The 3X memory growth problem:
For whatever reason, the memory allocator in Rust's alloc package does not use this trick. Maybe it does in the standard allocator? I've not checked, but as my hash table grows, it is reallocated by a factor of 2 larger as needed. Lets say a table has 2^30 entries, and crosses the threshold. If each entry is 16 bytes, I have 16GiB in the array. Rust's alloc package creates a new array of 2^31 entries, copies the data from the old array to the new, and frees the old array. If monitoring with 'top', when this happens, you'll see memory usage suddenly jump from 16GiB to 48GiB after allocating just one more object! This is where my program crashes in my case...
The Linux magic solution
When Linux manages large dynamic arrays, behavior is so nice! Consider this nutty C program:
#include <stdint.h>#include <stdio.h>
#include <stdlib.h>
int main() {
for (uint32_t i = 0; i < 1024; i++) {
uint8_t* buf = malloc((uint64_t)1 << 35);
printf("Address of buff = 0x%lx\n", buf);
}
return 0;
}
This code runs without any problem on my under powered laptop. In theory, it allocates 1024*32GiB = 32TiB of memory on a PC that has only 32GiB of RAM. Why didn't it run out of memory?

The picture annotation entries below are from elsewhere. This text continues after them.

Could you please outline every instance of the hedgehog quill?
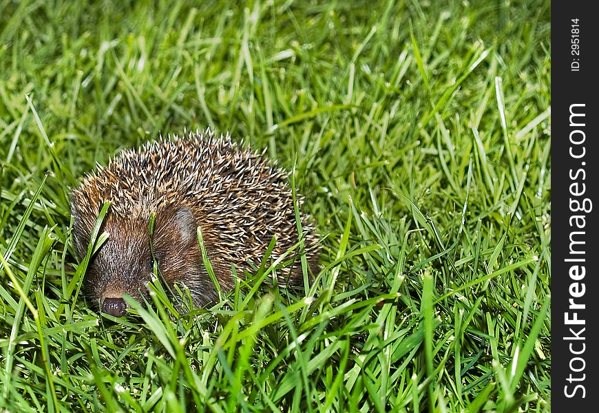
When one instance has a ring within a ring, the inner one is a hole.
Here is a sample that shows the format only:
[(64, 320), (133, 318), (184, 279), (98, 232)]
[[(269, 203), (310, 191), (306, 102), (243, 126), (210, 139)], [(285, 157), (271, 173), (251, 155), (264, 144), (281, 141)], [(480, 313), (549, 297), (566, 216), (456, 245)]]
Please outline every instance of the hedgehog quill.
[[(232, 264), (238, 274), (251, 272), (273, 236), (273, 258), (299, 240), (287, 180), (288, 173), (263, 153), (242, 149), (228, 134), (217, 136), (209, 129), (123, 151), (85, 176), (71, 193), (73, 238), (80, 257), (102, 206), (110, 202), (101, 228), (109, 237), (85, 275), (88, 295), (101, 311), (124, 315), (123, 294), (139, 301), (148, 297), (146, 286), (156, 260), (162, 279), (170, 286), (189, 288), (195, 306), (213, 301), (216, 292), (202, 262), (198, 227), (221, 288), (231, 290)], [(314, 270), (317, 237), (310, 217), (302, 215), (300, 220), (306, 258)], [(298, 284), (299, 258), (278, 276), (282, 284)]]

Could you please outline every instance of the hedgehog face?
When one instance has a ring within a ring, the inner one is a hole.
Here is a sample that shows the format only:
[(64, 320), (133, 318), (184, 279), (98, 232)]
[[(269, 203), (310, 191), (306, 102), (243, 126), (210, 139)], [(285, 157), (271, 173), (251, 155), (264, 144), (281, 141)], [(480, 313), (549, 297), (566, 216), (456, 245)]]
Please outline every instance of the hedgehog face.
[[(109, 237), (90, 260), (85, 278), (87, 293), (103, 312), (124, 315), (124, 294), (140, 302), (144, 298), (149, 299), (147, 285), (153, 276), (154, 260), (169, 286), (176, 282), (198, 284), (195, 281), (202, 278), (201, 252), (196, 222), (187, 208), (174, 211), (156, 214), (152, 251), (149, 219), (110, 213), (105, 218), (101, 230), (107, 232)], [(76, 215), (75, 242), (80, 257), (83, 257), (91, 231), (81, 231), (81, 226)], [(196, 301), (193, 290), (191, 295)]]

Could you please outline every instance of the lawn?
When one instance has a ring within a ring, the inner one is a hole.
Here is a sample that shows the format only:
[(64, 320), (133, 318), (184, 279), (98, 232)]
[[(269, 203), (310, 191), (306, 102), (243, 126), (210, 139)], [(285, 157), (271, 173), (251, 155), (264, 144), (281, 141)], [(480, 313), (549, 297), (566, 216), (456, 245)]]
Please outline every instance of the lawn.
[[(0, 3), (0, 407), (549, 412), (550, 12)], [(101, 315), (72, 188), (208, 126), (293, 172), (321, 271)]]

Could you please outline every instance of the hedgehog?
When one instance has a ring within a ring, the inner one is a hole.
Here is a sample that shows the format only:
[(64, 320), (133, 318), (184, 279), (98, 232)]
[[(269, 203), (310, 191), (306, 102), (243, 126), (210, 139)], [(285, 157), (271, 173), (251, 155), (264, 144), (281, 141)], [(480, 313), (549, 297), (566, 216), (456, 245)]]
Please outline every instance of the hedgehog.
[[(154, 262), (161, 279), (171, 288), (187, 288), (195, 306), (213, 302), (218, 295), (202, 261), (198, 227), (224, 291), (234, 285), (233, 268), (238, 275), (255, 272), (273, 237), (273, 260), (297, 244), (288, 173), (264, 153), (209, 128), (160, 137), (125, 150), (105, 167), (97, 165), (71, 193), (73, 240), (80, 258), (85, 256), (99, 211), (109, 202), (101, 227), (109, 237), (84, 276), (92, 302), (102, 313), (122, 316), (127, 307), (123, 295), (147, 301)], [(302, 197), (296, 199), (301, 206)], [(318, 257), (313, 220), (300, 216), (313, 273)], [(277, 271), (282, 285), (303, 280), (297, 255), (288, 271)]]

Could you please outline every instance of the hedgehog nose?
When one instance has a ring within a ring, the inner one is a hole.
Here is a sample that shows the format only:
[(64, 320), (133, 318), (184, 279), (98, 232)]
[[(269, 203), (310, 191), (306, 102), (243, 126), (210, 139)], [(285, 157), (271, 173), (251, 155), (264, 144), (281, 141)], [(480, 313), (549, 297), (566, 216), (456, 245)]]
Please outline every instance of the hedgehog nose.
[(114, 317), (125, 315), (126, 308), (127, 304), (122, 298), (106, 297), (102, 303), (102, 312)]

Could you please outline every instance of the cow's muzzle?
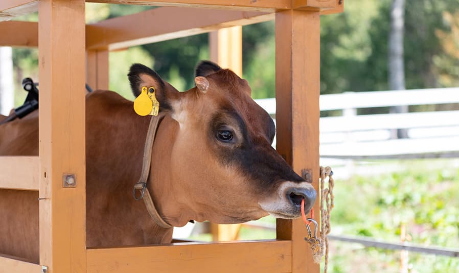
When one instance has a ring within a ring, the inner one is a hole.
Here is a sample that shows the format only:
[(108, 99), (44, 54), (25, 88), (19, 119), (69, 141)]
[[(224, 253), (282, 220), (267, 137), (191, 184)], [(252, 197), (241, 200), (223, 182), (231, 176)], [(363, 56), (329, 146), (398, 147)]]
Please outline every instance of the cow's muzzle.
[(301, 201), (305, 199), (305, 211), (309, 212), (317, 197), (310, 183), (285, 181), (276, 193), (259, 202), (261, 208), (276, 218), (294, 219), (301, 216)]
[(301, 207), (301, 201), (305, 199), (305, 211), (309, 212), (315, 201), (317, 197), (317, 192), (312, 187), (310, 188), (288, 188), (286, 191), (286, 197), (290, 203), (297, 207), (300, 209)]

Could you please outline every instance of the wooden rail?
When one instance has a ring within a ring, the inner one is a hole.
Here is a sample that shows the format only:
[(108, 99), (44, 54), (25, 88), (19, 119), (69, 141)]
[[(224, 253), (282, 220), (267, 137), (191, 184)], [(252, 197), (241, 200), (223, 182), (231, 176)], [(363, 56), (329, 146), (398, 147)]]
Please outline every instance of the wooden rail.
[(263, 240), (88, 249), (86, 272), (291, 272), (291, 247)]
[(328, 238), (334, 241), (341, 241), (342, 242), (359, 243), (364, 245), (365, 246), (374, 247), (378, 248), (406, 250), (412, 251), (413, 252), (417, 252), (418, 253), (425, 253), (427, 254), (433, 254), (435, 255), (459, 258), (459, 249), (457, 248), (448, 248), (436, 246), (424, 246), (422, 245), (416, 245), (408, 243), (388, 243), (383, 241), (375, 240), (370, 238), (347, 236), (344, 235), (328, 235)]
[(13, 257), (0, 256), (0, 273), (39, 273), (41, 266), (34, 263), (24, 262)]
[[(274, 99), (256, 100), (275, 118)], [(459, 157), (459, 110), (357, 115), (357, 108), (459, 103), (459, 88), (346, 93), (320, 96), (321, 110), (343, 115), (320, 119), (320, 156), (340, 159)], [(408, 139), (391, 139), (406, 129)]]
[(0, 188), (38, 191), (38, 156), (0, 156)]

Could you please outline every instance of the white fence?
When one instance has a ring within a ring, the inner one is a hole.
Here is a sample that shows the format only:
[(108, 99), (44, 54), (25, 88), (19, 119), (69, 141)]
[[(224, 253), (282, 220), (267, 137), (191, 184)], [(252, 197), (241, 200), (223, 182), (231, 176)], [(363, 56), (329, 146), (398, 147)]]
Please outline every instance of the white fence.
[[(275, 117), (274, 99), (256, 100)], [(357, 115), (358, 108), (459, 103), (459, 87), (320, 96), (320, 110), (342, 110), (321, 118), (320, 156), (347, 159), (459, 157), (459, 110)], [(391, 139), (406, 128), (409, 138)]]

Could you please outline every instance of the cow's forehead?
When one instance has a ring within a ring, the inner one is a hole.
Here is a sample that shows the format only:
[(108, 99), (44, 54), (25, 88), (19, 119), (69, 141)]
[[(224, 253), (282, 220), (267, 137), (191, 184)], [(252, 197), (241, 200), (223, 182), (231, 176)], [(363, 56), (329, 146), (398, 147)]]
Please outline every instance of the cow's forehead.
[(229, 70), (222, 70), (209, 76), (219, 108), (231, 109), (244, 120), (249, 130), (264, 131), (270, 118), (251, 99), (247, 81)]

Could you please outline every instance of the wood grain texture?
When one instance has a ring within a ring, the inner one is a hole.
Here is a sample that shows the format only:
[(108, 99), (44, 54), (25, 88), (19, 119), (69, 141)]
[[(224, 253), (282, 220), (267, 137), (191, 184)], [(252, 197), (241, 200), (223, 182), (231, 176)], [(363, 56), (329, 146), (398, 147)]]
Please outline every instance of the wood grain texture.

Linux only allocates pages when you write to them.
Did you know that malloc returns zeroed memory on Linux, just like calloc? The trick is Linux has one special page of memory containing all 0's, which is marked as read-only. Linux maps this same page to every page table entry backing the memory buffer returned by mmap2. If you read anywhere in any of those arrays allocated above, you get 0's.

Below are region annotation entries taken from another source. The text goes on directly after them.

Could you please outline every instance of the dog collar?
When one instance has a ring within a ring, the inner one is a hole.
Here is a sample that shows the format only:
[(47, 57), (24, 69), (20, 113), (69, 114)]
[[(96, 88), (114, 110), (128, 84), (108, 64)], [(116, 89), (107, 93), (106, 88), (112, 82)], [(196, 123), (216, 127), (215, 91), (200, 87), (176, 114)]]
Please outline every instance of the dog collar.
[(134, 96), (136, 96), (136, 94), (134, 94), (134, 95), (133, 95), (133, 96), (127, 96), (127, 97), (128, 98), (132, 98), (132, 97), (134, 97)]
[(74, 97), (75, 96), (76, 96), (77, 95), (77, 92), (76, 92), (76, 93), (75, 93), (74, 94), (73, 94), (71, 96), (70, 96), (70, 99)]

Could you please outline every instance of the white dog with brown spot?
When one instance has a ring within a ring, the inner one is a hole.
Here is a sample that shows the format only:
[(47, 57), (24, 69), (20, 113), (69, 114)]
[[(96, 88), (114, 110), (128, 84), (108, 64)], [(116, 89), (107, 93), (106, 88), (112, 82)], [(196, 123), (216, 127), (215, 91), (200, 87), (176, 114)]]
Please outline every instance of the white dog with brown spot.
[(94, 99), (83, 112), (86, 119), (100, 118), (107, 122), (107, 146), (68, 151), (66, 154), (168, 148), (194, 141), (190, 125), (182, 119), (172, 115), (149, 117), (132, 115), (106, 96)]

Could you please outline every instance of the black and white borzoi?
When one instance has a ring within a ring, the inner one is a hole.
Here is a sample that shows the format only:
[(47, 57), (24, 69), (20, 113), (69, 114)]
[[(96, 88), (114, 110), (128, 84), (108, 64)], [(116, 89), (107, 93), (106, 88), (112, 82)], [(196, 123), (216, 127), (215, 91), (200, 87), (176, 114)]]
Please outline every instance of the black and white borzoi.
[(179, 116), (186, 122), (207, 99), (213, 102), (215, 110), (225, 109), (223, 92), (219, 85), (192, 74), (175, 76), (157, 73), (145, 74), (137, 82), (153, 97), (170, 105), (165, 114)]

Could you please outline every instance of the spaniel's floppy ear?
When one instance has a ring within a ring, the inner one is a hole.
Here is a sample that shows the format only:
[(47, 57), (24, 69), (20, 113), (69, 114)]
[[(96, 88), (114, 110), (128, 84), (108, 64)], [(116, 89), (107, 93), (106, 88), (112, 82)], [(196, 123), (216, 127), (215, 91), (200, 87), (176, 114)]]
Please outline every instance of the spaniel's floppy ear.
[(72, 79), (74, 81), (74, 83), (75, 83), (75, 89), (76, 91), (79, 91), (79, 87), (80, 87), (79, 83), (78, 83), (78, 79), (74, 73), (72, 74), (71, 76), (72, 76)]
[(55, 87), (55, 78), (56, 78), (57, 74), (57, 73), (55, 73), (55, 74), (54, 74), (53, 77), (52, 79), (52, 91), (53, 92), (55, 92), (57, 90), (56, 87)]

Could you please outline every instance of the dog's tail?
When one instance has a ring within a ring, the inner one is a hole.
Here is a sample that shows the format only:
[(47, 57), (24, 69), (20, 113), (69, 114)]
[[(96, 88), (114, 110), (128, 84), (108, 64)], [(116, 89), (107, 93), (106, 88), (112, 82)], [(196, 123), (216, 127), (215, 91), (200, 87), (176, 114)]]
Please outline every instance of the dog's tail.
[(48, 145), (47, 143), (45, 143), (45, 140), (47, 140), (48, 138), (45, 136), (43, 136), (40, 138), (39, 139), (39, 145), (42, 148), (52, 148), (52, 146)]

When you write to one of these pages for the first time, it causes a page fault interrupt. The page fault handler detects the write to the special zero-page, and allocates a writable page for that location. So, if I have a 16GiB hash table allocated and I need one more 16 byte entry, instead of suddenly consuming 48GiB, Linux will just allocate 1 more page to the array. The memory location doesn't even move.
In Rune, using AoS memory layout, we have a lot of large arrays growing dynamically. We double array sizes whenever we need more room. Fortunately, Linux doesn't actually map physical pages to all the new room at the end of the arrays. If it did, we'd have on average a 25% memory penalty for using SoA memory layout. As it is, we have 0%.
Bill
P.S. Did you wonder why I allocated 1024 arrays of 2^35 each, rather than one array of 2^45? Because malloc refuses to return memory arrays that are larger than what the CPU can physically address. My CPU has 35 memory address bits on the package, so 32 GiB is the largest memory configuration possible with my CPU. Cloud-class CPUs can have up to 1TiB of RAM, and in those cases, malloc will let you allocate up to 1TiB per call.